The "df" variable takes the "amazon_transactions" dataset and sorts it based on two columns: 'user_id' in ascending order and 'created_at' in ascending order.

The next line of code creates a new column called 'prev_value' in the "df" dataset. This column contains the previous value of the 'created_at' column for each user. It uses the ".groupby()" function to group the dataset by 'user_id' and selects the 'created_at' column. The ".shift()" function then shifts the values by one row to get the previous value.

Another new column called 'days' is created in the "df" dataset. This column calculates the number of days between the current 'created_at' date and the previous 'created_at' date for each user. It subtracts the previous date from the current date using the ".dt.days" method.

The next line of code filters the "df" dataset based on the condition that the 'days' column is less than or equal to 7. It selects the 'user_id' column and gets the unique values using the ".unique()" method.

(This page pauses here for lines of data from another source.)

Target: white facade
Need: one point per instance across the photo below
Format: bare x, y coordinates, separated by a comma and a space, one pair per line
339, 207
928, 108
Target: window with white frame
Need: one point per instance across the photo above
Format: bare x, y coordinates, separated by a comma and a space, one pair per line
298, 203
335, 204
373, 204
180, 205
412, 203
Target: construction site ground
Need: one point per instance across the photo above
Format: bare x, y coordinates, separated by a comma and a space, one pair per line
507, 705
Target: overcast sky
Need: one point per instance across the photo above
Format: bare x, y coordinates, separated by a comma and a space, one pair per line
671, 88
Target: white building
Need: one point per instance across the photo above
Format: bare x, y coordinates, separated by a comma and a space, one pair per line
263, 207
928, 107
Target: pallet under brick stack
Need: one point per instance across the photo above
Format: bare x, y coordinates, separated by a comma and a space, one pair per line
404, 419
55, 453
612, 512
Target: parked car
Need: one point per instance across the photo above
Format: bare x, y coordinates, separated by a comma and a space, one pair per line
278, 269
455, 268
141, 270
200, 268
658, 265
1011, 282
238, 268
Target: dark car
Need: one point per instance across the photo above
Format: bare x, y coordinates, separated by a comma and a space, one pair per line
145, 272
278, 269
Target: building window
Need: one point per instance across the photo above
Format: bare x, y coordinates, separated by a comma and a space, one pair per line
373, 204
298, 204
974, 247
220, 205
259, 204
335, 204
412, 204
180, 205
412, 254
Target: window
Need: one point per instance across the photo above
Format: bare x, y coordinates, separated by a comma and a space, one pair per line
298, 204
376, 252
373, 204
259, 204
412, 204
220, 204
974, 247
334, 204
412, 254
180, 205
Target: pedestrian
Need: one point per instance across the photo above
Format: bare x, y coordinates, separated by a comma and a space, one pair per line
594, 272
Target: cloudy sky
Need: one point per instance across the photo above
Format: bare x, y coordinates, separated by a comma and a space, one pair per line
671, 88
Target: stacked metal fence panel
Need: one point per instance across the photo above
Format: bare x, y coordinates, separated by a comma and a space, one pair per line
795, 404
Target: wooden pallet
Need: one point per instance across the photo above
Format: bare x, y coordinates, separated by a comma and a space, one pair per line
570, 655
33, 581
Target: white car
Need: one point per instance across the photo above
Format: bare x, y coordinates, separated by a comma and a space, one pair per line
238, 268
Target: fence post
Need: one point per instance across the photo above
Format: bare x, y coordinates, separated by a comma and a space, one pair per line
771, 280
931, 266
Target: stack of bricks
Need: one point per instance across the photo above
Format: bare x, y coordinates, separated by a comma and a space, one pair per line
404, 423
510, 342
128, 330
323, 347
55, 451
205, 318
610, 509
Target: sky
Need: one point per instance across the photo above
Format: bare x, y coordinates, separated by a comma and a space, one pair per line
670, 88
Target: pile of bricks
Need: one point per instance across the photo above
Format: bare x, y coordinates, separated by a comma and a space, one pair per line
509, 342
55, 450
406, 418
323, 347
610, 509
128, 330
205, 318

This filters out the users who made a second purchase within 7 days of any other previous purchase.

Bringing It All Together
The complete code combines these steps to identify returning active users:

import pandas as pd
import numpy as np
from datetime import datetime

amazon_transactions["created_at"] = pd.to_datetime(
    amazon_transactions["created_at"]
).dt.strftime("%m-%d-%Y")
df = amazon_transactions.sort_values(
    by=["user_id", "created_at"], ascending=[True, True]
)
df["prev_value"] = df.groupby("user_id")["created_at"].shift()
df["days"] = (
    pd.to_datetime(df["created_at"])
    - pd.to_datetime(df["prev_value"])
).dt.days
result = df[df["days"] <= 7]["user_id"].unique()
This code imports the necessary libraries and modules, converts the date column to the desired format, sorts the dataset, calculates the number of days between purchases for each user, and filters the dataset to find returning active users based on the specified condition. Finally, it outputs a list of user IDs for these returning active users.

Conclusion
The provided code effectively identifies returning active users by filtering the dataset based on the condition of having a second purchase within 7 days of any other previous purchase.